Despite this bias at the core of the process, the review board has cleared five of the detainees who have appeared before it (the six released on Sunday were cleared for release in 2010, before the board). But that is out of only nine men who have been lucky enough to appear before the board, a telling reminder of how excruciatingly slow the PRB process has been.
When the PRBs first began in November of last year, 71 detainees were eligible for review; today, 57 are eligible for their first review, but have not yet received it (this accounts for five prisoners exchanged last summer whose cases weren't reviewed). At this rate, it will take at least six years to complete the first review of eligible detainees. Even then, a favorable decision would not guarantee a detainee's release. Sixty-eight detainees currently held at the prison are cleared for release, the vast majority of them since 2010. Yet they remain behind bars.
Why the glacial pace? One rationale that NGOs monitoring the boards often hear from government representatives is that there's a lack of human resources. For each case the PRB hears, a special interagency body — the "Analytic Task Force" (ATF) — must compile all information relevant to the detainee's case and develop a summary of it. But according to government sources, there is no easy way to translate additional dollars for PRB operations into a faster pace for hearings given the unique mix of skillset, experience, and security clearance ATF staff need. Their hands are tied.
The excuse is as implausible as it is disappointing.
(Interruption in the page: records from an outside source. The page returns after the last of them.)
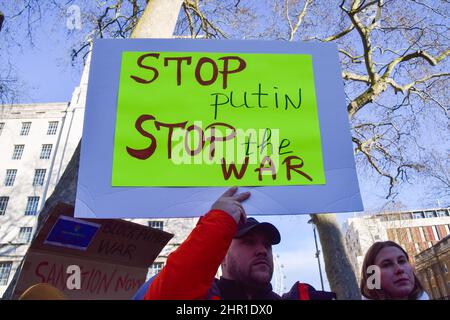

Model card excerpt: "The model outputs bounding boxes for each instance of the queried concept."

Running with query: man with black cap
[139,187,336,300]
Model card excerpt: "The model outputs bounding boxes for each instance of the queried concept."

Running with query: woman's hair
[359,241,423,300]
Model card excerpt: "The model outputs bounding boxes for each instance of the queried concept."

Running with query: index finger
[233,191,250,202]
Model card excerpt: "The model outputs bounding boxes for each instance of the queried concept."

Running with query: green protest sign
[112,52,325,186]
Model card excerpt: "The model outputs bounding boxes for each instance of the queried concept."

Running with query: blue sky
[0,3,442,290]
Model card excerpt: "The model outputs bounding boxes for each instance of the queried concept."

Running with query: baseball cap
[234,218,281,245]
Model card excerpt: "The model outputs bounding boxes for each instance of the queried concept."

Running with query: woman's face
[375,247,415,299]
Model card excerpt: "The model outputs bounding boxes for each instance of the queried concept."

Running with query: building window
[402,212,411,220]
[405,228,413,242]
[12,144,25,160]
[0,197,9,216]
[0,262,12,286]
[148,221,164,230]
[431,226,441,240]
[41,144,52,159]
[33,169,46,186]
[419,227,427,241]
[437,210,449,217]
[17,227,33,243]
[4,169,17,187]
[47,121,58,136]
[25,197,39,216]
[20,122,31,136]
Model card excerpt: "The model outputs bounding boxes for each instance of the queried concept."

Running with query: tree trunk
[311,214,361,300]
[3,0,183,299]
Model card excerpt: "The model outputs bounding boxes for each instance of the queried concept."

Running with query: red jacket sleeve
[144,210,237,300]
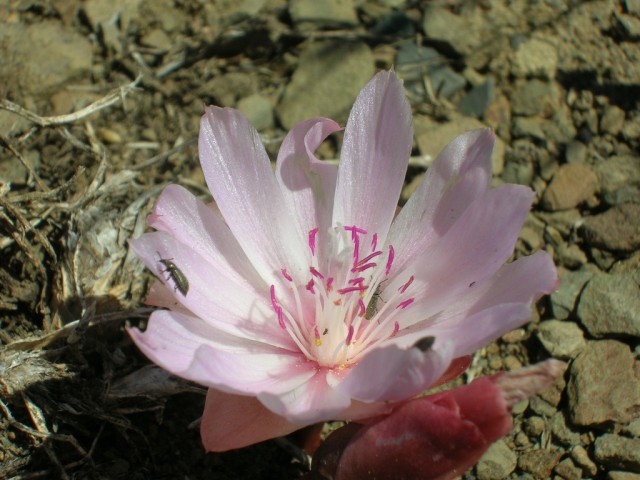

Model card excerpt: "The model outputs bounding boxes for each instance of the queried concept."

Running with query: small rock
[237,94,273,131]
[542,163,598,211]
[571,445,598,477]
[564,140,589,163]
[518,448,562,478]
[594,433,640,472]
[476,440,518,480]
[600,105,625,135]
[458,77,495,118]
[595,155,640,205]
[567,340,640,426]
[276,40,374,129]
[607,472,640,480]
[414,116,505,175]
[422,6,481,55]
[549,411,580,446]
[289,0,358,30]
[555,458,582,480]
[511,38,558,79]
[511,79,561,117]
[578,270,640,338]
[582,203,640,252]
[511,117,546,141]
[537,320,587,359]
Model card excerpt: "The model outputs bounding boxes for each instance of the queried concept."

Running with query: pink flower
[311,360,566,480]
[129,72,556,451]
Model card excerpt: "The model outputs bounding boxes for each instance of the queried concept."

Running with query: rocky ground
[0,0,640,480]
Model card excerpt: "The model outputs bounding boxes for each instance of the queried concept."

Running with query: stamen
[396,297,415,310]
[309,267,324,280]
[384,244,395,275]
[309,227,319,257]
[344,325,354,345]
[389,322,400,338]
[306,278,316,293]
[398,275,413,293]
[338,285,367,295]
[327,277,333,293]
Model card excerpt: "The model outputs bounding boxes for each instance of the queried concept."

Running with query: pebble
[595,155,640,205]
[578,270,640,338]
[554,458,582,480]
[289,0,358,30]
[422,5,481,55]
[594,433,640,472]
[476,440,518,480]
[414,116,505,175]
[518,448,562,478]
[511,38,558,79]
[542,163,598,211]
[600,105,625,135]
[511,79,561,117]
[567,340,640,426]
[571,445,598,477]
[276,40,374,129]
[237,94,273,131]
[537,320,587,359]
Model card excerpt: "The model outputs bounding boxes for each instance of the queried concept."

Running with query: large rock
[578,270,640,338]
[582,203,640,252]
[595,433,640,472]
[567,340,640,426]
[542,163,598,211]
[0,21,93,98]
[276,40,374,129]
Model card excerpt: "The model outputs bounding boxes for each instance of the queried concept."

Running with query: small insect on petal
[158,253,189,297]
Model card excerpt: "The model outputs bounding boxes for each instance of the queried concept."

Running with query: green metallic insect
[158,253,189,297]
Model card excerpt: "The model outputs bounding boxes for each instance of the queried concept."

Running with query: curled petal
[198,107,308,285]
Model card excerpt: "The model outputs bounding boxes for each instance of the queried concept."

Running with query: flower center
[270,226,414,369]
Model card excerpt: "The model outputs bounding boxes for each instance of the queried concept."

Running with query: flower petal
[336,340,453,402]
[258,369,351,425]
[276,118,340,263]
[127,310,274,378]
[182,345,315,396]
[147,185,268,288]
[129,232,297,349]
[388,129,495,271]
[199,107,309,285]
[390,185,534,322]
[200,388,301,452]
[333,71,413,245]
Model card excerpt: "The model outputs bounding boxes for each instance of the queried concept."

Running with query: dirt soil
[0,0,640,480]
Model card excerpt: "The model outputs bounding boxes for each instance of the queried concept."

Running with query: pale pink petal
[200,388,303,452]
[199,107,309,285]
[127,310,278,378]
[390,185,534,327]
[276,118,340,263]
[336,339,453,402]
[181,344,315,396]
[333,71,413,245]
[258,369,351,425]
[129,232,297,349]
[147,185,268,288]
[388,129,495,271]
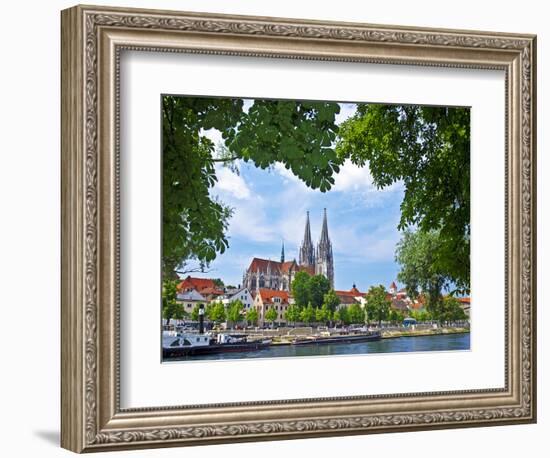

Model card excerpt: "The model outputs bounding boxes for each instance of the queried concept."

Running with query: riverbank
[382,328,470,339]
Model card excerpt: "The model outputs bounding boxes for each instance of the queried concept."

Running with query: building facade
[243,209,334,292]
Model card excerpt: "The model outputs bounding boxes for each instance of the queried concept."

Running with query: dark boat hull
[162,342,270,358]
[293,333,382,345]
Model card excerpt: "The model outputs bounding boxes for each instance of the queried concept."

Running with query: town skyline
[193,101,403,290]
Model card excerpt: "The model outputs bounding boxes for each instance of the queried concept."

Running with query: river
[167,333,470,361]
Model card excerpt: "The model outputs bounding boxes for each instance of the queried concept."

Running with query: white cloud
[214,167,251,199]
[336,103,357,124]
[332,159,374,192]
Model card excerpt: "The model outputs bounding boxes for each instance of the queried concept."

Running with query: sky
[187,102,403,291]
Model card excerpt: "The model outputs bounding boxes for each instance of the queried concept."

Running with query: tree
[285,304,300,323]
[365,285,391,326]
[300,302,315,324]
[388,309,405,324]
[308,275,330,308]
[315,304,331,323]
[162,96,342,278]
[348,303,365,324]
[227,300,244,325]
[437,296,468,322]
[246,307,258,325]
[291,271,310,308]
[162,280,185,324]
[395,230,451,315]
[409,310,432,322]
[334,305,350,324]
[204,302,217,321]
[291,272,330,308]
[212,278,225,289]
[210,302,226,323]
[323,289,340,312]
[265,307,277,327]
[336,104,470,291]
[191,304,206,321]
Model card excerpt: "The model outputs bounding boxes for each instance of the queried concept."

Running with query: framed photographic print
[61,6,536,452]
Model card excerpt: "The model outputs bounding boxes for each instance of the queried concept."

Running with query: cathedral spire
[315,208,334,288]
[300,211,315,266]
[319,208,330,244]
[302,210,311,245]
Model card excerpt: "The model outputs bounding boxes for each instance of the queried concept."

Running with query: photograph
[159,94,471,362]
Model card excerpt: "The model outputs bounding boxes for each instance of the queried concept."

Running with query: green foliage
[323,289,340,312]
[300,302,315,324]
[246,307,259,325]
[334,306,350,324]
[336,104,470,291]
[285,304,300,323]
[212,278,225,289]
[395,231,451,314]
[291,272,330,308]
[437,296,468,321]
[348,304,365,324]
[191,304,206,321]
[308,275,330,308]
[315,304,332,323]
[365,285,391,324]
[290,272,310,308]
[224,99,342,192]
[162,280,185,324]
[162,96,342,278]
[409,310,432,322]
[162,96,242,278]
[388,309,405,324]
[209,302,226,323]
[227,300,244,323]
[265,307,277,324]
[204,302,216,321]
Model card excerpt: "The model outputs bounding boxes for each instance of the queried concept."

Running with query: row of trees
[163,278,467,325]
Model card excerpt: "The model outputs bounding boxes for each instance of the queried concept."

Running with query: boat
[292,331,382,345]
[162,332,271,358]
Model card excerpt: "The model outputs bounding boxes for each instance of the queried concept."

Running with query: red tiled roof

In fact, four years ago, the Guantanamo Review Task Force — a separate interagency body created just days after the Obama administration took office to determine which detainees should be released, tried, or detained indefinitely — reviewed all 240 Guantanamo detainee cases. That process took just one year to complete. But while the task force designated 126 detainees as cleared for transfer, the majority of them remain at Guantanamo to this day. Then in 2013, the president appointed two envoys to oversee the prison's closure. Finally, the PRB process began later that year to review the cases of the men the Task Force originally saw as unfit for transfer or trial.
Because of the delays in implementing the president's commitment to close the prison at Guantanamo, detainees have begun losing hope. In a speech to Congress in spring 2013, Gen. John Kelly of U.S. Southern Command conceded that detainees were "devastated" that Obama had "backed off … of closing the facility." A hunger strike broke out. By the summer of 2013, more than 100 detainees were on strike. In December of last year, the Defense Department stopped releasing figures on the hunger strike, in an effort to undermine the protest.
Without addressing this blight, history will interpret Obama's legacy on Guantanamo as one that reinforced — not repudiated — indefinite detention without charge or trial. The president could and should release those detainees held at Guantanamo who have never been charged with a crime.
The only real impediment the PRBs suffer is the administration's failure to prioritize them. And if Obama is to make good on his promise to shutter the Guantanamo facility he must, at the very least, get the PRBs moving again.